And why wouldn’t they? A series of typically unique items are paraded about on a stage, allowing everyone in the room to develop the same envious, greedy stare as they conclude that whatever is being shown at that given moment must come under their possession. Then, as those people begin to bid on a particular piece, the auctioneer drives up the price with such haste that it is sometimes difficult for potential buyers to keep pace. At the auction’s conclusion, the winner takes home the prize for which they so desperately pined.
At least, that’s usually how auctions work.
The television show Storage Wars alters that model a bit. A reality show based on the procedures of storage locker auctions, the A&E smash hit follows several bidders in their quest to find rare things in purchased lockers. Said bidders don’t get to examine the lockers thoroughly, however, instead having to settle for a five minute glance without entering a unit. The element of surprise created by these rules has captured the attention of millions on a weekly basis.
It’s no wonder Jon Gilmour thought the concept would translate well into a board game.
A Montpelier resident, Gilmour has been making games for quite some time. His most acclaimed creation thus far, Dead of Winter, has been deemed an international success. More recently, he’s been working on a project he has dubbed Vault Wars, a board game focused upon the idea of auctions. As the name implies, a certain TV program provided the motivation for the game.
“When I would travel for work, I would often watch the TV show Storage Wars.” Recalled Gilmour. “I felt that it would make an interesting board game.”
Floodgate Games agreed with that sentiment. A board game publishing company with a stellar reputation, Floodgate has already put out successful games such as Epic Resort and Legacy: Gears of Time. And now they are planning on adding Vault Wars to that list. His first time associating with the company professionally, Gilmour is thrilled to be working with them.
“I’m very happy to be working with them because they are a publisher that is very well respected in the board game industry.” He said of the partnership.
It was also Floodgate’s idea to use Kickstarter to generate funds for the project.
“It is an excellent way to help a small company achieve its goals with lower risk.” Said Gilmour.
With an original goal of $10,000, which had to be met in order for any funds to be transferred through the crowd funding site, the campaign far exceeded those expectations. By the time donations ceased on March 27, 1,895 people had backed the project, contributing an astounding $65,449 toward the publication of Vault Wars. That money will be put to good use.
“The money from the Kickstarter will be used to pay for the production cost of the initial print run.”

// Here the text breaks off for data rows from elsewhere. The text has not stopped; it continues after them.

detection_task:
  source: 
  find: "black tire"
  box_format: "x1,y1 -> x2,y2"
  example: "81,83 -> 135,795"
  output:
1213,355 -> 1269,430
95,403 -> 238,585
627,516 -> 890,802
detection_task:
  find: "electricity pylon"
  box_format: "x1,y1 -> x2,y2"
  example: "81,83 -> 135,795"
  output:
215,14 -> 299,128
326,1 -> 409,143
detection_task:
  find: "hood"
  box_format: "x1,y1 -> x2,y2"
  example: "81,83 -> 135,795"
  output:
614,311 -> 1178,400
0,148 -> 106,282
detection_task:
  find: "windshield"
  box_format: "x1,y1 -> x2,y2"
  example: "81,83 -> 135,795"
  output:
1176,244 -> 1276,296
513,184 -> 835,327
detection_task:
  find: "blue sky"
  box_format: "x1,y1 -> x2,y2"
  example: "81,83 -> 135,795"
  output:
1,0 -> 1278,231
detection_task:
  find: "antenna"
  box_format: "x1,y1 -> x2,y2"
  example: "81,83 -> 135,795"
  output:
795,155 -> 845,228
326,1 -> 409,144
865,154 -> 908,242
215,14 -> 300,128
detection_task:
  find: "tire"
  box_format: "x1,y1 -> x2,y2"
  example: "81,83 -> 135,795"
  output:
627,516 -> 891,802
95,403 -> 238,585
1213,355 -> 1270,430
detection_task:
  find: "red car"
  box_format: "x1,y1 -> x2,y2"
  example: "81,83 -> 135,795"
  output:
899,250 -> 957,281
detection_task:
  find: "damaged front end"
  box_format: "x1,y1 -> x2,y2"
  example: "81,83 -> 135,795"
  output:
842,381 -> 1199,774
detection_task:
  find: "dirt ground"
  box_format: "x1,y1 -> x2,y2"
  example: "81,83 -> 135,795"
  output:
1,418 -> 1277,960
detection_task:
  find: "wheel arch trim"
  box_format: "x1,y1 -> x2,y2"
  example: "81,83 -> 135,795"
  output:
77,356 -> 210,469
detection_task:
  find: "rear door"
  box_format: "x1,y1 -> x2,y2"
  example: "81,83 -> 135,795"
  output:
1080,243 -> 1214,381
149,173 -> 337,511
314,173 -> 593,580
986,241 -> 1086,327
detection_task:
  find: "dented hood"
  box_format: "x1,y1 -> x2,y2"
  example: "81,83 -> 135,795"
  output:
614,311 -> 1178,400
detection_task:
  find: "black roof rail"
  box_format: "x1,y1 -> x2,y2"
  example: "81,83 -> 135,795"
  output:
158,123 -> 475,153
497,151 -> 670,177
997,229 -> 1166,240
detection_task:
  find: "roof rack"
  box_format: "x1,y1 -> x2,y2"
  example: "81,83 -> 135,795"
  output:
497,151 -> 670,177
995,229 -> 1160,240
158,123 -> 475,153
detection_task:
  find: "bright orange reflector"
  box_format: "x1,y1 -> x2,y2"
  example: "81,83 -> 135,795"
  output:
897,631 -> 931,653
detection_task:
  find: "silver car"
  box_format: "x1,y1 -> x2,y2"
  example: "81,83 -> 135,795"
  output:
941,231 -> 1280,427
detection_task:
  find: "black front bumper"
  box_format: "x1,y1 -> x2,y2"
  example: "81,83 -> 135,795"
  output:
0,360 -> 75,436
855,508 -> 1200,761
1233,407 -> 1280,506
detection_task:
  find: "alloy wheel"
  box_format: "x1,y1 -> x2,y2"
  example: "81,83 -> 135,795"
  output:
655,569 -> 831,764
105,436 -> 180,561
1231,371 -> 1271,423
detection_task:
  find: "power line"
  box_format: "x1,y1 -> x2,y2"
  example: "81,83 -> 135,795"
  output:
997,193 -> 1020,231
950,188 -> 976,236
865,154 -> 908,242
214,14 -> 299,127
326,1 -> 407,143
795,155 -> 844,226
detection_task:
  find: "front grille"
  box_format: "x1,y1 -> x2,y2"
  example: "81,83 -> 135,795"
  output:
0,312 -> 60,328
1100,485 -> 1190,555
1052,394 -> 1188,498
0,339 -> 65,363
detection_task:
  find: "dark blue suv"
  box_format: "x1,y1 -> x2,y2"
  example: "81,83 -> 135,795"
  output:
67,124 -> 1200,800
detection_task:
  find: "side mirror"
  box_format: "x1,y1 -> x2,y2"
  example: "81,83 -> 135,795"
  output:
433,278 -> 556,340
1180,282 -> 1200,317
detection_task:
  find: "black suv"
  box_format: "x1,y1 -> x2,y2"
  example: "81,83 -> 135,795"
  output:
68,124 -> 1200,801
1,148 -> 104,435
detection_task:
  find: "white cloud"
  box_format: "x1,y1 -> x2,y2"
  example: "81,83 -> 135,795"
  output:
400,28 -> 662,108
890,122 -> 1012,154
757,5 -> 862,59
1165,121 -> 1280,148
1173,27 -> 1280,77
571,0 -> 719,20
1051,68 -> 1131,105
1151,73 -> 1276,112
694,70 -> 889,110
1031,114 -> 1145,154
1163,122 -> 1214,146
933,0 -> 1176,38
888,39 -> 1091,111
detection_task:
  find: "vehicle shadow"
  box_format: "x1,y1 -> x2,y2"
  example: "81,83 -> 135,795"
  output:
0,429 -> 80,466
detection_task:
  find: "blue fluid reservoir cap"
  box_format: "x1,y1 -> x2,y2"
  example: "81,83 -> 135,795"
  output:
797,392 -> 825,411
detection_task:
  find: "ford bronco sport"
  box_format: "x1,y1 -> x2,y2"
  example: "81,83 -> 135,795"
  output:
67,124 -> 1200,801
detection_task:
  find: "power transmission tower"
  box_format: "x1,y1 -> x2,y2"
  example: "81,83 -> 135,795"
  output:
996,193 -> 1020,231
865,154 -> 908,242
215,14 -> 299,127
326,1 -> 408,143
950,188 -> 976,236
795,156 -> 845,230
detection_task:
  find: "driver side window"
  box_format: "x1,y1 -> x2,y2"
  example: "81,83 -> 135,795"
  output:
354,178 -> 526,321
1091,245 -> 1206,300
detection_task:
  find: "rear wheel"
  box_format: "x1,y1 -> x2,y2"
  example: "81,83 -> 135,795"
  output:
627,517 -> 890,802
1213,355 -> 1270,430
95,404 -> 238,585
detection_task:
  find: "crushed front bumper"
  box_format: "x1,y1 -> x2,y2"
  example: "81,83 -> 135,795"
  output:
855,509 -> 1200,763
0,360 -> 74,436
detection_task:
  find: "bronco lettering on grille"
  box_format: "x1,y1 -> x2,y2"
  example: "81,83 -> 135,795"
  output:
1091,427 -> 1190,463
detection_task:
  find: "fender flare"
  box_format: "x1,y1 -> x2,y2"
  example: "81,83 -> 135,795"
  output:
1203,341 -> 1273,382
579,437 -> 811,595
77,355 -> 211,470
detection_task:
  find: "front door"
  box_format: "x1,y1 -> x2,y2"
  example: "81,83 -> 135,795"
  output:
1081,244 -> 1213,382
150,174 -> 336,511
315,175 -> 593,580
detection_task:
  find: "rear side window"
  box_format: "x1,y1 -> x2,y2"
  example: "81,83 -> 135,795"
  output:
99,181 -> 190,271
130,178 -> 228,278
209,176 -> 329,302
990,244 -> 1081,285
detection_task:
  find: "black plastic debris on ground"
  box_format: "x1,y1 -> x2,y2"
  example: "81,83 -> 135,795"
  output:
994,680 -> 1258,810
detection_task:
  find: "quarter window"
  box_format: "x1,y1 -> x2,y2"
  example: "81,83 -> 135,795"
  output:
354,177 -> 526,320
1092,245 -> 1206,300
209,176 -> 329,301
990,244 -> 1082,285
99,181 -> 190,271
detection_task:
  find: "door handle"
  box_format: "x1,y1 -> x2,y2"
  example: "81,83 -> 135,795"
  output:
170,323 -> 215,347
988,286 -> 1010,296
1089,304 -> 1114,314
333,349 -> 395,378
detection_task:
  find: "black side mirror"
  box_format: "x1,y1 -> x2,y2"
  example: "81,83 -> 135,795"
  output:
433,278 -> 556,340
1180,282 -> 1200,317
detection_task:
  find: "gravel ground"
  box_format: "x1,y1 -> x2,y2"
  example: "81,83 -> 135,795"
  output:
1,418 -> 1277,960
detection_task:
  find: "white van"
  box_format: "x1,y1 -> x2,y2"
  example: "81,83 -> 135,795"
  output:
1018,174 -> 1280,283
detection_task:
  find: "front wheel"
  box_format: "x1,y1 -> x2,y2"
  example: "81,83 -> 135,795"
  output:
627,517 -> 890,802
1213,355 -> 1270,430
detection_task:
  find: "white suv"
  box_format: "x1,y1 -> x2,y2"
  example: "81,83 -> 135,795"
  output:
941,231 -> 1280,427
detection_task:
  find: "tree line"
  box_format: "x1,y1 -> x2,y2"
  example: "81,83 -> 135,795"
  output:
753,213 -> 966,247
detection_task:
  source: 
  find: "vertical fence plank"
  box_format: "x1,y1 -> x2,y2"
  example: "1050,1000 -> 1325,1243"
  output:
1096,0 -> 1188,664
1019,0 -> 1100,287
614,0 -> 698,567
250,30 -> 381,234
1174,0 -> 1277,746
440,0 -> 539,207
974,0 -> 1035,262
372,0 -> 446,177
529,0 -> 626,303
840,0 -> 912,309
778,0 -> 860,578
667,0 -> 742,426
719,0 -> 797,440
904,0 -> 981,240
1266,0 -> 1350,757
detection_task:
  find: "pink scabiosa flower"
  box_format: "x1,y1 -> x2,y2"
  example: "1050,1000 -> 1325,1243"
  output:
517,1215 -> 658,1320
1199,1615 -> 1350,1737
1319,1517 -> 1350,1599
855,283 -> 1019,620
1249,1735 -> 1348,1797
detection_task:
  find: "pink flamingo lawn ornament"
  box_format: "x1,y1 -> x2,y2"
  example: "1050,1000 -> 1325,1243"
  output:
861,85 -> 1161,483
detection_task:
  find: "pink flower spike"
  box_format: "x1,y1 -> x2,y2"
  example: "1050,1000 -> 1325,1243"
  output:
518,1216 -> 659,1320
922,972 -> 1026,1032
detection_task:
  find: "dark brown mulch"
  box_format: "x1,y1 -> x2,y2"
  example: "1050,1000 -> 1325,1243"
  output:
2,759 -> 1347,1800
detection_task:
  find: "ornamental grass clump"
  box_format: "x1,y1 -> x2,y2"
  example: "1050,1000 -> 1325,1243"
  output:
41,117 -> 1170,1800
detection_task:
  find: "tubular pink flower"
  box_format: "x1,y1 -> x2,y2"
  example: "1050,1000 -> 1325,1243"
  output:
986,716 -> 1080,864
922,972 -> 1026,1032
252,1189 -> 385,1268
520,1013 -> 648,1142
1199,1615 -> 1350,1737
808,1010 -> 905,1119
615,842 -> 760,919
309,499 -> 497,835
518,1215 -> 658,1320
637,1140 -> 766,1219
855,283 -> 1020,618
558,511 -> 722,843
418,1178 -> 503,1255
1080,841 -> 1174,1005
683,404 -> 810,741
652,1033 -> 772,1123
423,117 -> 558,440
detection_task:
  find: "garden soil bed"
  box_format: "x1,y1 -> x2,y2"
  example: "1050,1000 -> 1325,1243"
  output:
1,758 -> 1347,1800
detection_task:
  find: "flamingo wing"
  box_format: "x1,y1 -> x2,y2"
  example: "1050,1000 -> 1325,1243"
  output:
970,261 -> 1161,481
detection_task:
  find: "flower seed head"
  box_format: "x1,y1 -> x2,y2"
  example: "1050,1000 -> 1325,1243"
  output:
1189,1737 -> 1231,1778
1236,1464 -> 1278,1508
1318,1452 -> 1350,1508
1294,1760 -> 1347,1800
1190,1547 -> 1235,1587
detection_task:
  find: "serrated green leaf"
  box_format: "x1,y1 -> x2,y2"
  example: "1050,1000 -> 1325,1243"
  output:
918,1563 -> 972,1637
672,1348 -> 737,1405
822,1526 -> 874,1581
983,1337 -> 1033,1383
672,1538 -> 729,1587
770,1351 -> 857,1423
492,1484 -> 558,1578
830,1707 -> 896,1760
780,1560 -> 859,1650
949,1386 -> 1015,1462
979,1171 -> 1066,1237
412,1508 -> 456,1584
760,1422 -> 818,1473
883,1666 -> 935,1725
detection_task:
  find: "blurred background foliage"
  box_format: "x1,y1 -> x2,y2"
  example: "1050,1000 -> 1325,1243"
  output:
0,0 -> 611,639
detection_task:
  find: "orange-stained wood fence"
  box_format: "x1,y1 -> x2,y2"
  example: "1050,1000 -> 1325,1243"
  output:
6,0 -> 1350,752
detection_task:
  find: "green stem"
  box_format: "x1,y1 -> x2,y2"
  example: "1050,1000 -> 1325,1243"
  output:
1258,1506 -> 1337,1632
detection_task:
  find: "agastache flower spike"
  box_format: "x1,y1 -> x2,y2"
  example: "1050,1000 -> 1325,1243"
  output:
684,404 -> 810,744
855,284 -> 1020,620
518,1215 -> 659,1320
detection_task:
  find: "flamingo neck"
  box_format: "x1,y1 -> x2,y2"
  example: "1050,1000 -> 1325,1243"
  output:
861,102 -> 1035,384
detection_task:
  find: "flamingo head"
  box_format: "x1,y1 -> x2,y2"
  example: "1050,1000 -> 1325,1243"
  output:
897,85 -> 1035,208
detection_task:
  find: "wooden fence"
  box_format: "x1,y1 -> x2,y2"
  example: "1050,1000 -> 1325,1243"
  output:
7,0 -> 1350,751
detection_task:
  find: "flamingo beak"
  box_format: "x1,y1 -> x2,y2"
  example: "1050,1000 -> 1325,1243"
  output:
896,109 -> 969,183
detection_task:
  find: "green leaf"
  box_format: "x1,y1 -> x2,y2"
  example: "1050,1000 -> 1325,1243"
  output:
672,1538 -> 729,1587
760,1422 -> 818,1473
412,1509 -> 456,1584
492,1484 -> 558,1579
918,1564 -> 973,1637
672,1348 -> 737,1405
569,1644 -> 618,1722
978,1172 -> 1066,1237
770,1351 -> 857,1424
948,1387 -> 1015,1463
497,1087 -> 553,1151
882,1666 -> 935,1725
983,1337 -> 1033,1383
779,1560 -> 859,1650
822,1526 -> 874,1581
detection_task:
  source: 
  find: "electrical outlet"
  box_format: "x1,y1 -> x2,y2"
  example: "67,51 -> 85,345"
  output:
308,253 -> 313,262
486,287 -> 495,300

Those who contributed on Kickstarter will be the first to receive their copies of Vault Wars, with their prints being sent out in late August.
The game itself plays by many of the same rules by which the bidders on Storage Wars follow. Players will take turn being the auctioneer as the remaining ones battle it out to win vaults about which they have very little knowledge. The twist to Vault Wars is that it takes place in a medieval setting, with the vaults up for auction belonging to fallen heroes. Each player is trying to build their own legacy, and hopes to use the equipment and artifacts left in these middle-aged storage units to do so.
An intriguing concept, or at least, that’s what Gilmour hopes.
“I hope people find the idea interesting.”
With the massive amount of support being showed for the project on the internet, it’s safe to say more than a few people are sold on it.